The depiction of a Native American tribe the Pickaninnies in the Disney version of Peter Pan is a regressive and stereotypical portrayal of Native American men as savages who speak in simple guttural speak and the portrayal of the silent "Indian Princess" Tiger Lily is also stereotypical and is one that most Native parents do not want their children to see. The Native parents of EONM were very disappointed that Disney chose to rerelease the film in 2013.
"What Disney tried to teach Native girls through Tiger Lily was that as native women, they were to accept violence and remain silent. They were shown that even as children they would be sexually objectified and that they needed to play into that role. They were taught that Natives were big "Spoofums" that could not be trusted and that they lacked the intelligence to protect them, that their only chance of rescue would come from the white man."
- EONM member Johnnie Jae (Jiwere-Nutachi/Chahta) Executive Managing Editor of Native Max and a freelance photographer
The recycling of such stereotypes in Hollywood history has not had a high
success rate as seen by the low box office figures of The Lone Ranger. Johnny Depp's attempt to remake Tonto, which earned him a Razzie was universally panned. We feel such attempts to rehabilitate controversial and racists tropes have a poor success record.
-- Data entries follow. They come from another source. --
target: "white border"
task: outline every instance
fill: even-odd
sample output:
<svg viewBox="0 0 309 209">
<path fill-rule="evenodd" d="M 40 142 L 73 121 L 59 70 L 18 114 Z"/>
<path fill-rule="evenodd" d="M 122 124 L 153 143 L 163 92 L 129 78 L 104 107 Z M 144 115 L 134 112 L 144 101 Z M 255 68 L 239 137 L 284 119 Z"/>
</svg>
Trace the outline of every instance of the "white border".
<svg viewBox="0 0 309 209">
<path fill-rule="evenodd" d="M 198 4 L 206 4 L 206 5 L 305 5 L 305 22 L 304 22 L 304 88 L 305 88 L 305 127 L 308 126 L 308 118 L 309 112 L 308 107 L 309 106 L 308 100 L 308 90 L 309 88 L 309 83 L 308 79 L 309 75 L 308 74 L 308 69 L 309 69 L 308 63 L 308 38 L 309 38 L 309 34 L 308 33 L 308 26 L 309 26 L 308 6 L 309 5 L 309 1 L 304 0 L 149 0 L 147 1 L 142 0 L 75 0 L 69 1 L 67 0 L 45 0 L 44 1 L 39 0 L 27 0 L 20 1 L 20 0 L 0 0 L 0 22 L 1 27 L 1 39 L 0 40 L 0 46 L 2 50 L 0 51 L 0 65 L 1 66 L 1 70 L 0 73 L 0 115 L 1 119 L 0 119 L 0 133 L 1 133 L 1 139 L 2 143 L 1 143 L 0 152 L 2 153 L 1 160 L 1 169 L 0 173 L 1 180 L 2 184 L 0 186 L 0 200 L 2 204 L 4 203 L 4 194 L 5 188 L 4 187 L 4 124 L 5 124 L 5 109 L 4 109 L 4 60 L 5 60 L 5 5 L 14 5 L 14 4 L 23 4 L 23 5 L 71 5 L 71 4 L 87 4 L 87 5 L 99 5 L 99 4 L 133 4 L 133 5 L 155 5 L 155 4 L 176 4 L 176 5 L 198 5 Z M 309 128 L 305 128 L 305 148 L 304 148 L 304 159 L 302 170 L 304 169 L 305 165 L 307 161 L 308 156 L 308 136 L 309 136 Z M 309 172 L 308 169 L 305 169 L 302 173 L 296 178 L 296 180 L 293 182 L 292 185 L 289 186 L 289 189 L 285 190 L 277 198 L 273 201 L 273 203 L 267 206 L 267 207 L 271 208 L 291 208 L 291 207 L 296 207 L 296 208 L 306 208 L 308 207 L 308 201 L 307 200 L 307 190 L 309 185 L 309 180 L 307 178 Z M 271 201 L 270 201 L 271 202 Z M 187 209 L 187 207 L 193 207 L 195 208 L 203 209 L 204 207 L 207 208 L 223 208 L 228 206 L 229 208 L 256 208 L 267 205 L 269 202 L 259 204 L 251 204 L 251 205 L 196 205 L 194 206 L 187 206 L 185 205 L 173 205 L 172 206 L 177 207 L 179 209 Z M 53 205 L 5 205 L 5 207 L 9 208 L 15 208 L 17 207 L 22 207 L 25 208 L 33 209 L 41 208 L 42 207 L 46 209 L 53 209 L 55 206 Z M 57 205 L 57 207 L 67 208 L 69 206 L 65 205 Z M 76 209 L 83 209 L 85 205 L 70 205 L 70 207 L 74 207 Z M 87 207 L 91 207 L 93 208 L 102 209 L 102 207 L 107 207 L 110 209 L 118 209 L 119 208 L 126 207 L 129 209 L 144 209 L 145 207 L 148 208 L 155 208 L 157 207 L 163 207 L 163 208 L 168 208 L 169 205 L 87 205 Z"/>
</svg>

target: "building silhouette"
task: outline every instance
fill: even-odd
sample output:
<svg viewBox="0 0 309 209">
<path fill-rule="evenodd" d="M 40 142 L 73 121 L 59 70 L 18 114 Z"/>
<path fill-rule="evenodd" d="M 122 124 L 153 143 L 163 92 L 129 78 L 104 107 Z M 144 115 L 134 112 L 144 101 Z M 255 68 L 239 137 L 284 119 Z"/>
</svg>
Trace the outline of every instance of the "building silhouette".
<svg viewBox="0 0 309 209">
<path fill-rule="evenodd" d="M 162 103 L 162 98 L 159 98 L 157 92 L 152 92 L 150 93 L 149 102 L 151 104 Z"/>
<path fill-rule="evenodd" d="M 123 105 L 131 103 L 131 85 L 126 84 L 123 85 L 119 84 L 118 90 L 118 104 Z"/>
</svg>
This leaves Native Americans like Jacqueline Keeler, a writer and an EONM member and Navajo/Yankton Sioux mother of two wondering "How will director Joe Wright achieve a Peter Pan remake that is 'international and multiracial' as he described in a recent interview by hiring a white actress to portray a character well-known to have been Native American in the original? Will he will be whitewashing the character and reducing the 'international and multiracial' quality of the film or be painting the actress in Redface? I am not sure which is worse--our erasure from stories or to have others 'Play Indian' today, in the 21st century 50 years after the March on Washington and the Civil Rights Movement."
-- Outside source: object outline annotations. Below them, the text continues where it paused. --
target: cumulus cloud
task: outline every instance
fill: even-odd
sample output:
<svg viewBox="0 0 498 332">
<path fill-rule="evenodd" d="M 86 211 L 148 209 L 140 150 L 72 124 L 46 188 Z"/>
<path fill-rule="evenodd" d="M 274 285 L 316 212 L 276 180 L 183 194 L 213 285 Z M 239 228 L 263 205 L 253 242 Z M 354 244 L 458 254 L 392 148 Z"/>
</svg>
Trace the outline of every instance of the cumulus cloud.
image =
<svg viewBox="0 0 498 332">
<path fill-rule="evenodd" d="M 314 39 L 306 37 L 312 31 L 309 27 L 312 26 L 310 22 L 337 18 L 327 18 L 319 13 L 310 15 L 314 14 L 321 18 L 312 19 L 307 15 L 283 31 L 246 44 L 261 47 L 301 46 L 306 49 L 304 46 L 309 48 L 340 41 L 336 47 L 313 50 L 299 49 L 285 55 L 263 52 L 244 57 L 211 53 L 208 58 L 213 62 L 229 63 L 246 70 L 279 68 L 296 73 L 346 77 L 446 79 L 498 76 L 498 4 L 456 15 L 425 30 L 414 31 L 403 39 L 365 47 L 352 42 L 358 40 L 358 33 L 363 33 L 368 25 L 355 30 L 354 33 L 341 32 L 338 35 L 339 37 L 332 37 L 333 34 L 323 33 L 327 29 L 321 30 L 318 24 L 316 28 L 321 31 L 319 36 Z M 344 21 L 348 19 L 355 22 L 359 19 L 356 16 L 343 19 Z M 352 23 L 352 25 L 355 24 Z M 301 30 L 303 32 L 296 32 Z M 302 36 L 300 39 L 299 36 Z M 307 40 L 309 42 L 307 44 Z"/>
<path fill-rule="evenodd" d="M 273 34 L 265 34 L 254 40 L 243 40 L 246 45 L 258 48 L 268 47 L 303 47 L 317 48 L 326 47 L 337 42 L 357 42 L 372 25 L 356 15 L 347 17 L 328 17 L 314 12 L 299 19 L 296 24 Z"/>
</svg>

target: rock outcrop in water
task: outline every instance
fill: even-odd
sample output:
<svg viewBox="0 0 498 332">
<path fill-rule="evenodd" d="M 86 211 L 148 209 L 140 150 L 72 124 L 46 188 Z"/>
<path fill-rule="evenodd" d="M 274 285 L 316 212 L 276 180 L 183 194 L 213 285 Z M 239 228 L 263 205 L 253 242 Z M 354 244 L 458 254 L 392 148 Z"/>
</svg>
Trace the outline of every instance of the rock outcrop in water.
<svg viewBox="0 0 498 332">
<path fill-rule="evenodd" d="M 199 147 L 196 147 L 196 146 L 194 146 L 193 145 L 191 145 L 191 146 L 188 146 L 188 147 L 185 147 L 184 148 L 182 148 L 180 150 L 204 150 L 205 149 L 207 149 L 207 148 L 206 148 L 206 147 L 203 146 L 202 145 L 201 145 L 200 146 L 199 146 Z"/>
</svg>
EONM asks Warner Brothers Pictures and director Joe Wright to engage the Native American community in how the role of Tiger Lily will be portrayed.  They also call upon the studio, director and the actress Rooney Mara to reconsider the casting of the role.
The group EONM, has been fighting Redface in both media and in sports. They trended #NotYourMascot nationally during the Super Bowl and demanded and received an apology to Native parents and their children from Sonic Drive-in for a racist sign that appeared at a Sonic Drive-in in Belton, Missouri during a Washington Redsk*ns/Kansas City Chiefs game in December of last year. They also trended #NotYourTonto during the Oscars to protest the nomination of The Lone Ranger for makeup. Their goal is to eliminate the practice of Native Mascotry—the racist and stereotypical antics seen by fans at games dressed in Redface, and to improve the modern understanding of Native people and Indian Sovereignty to all Americans.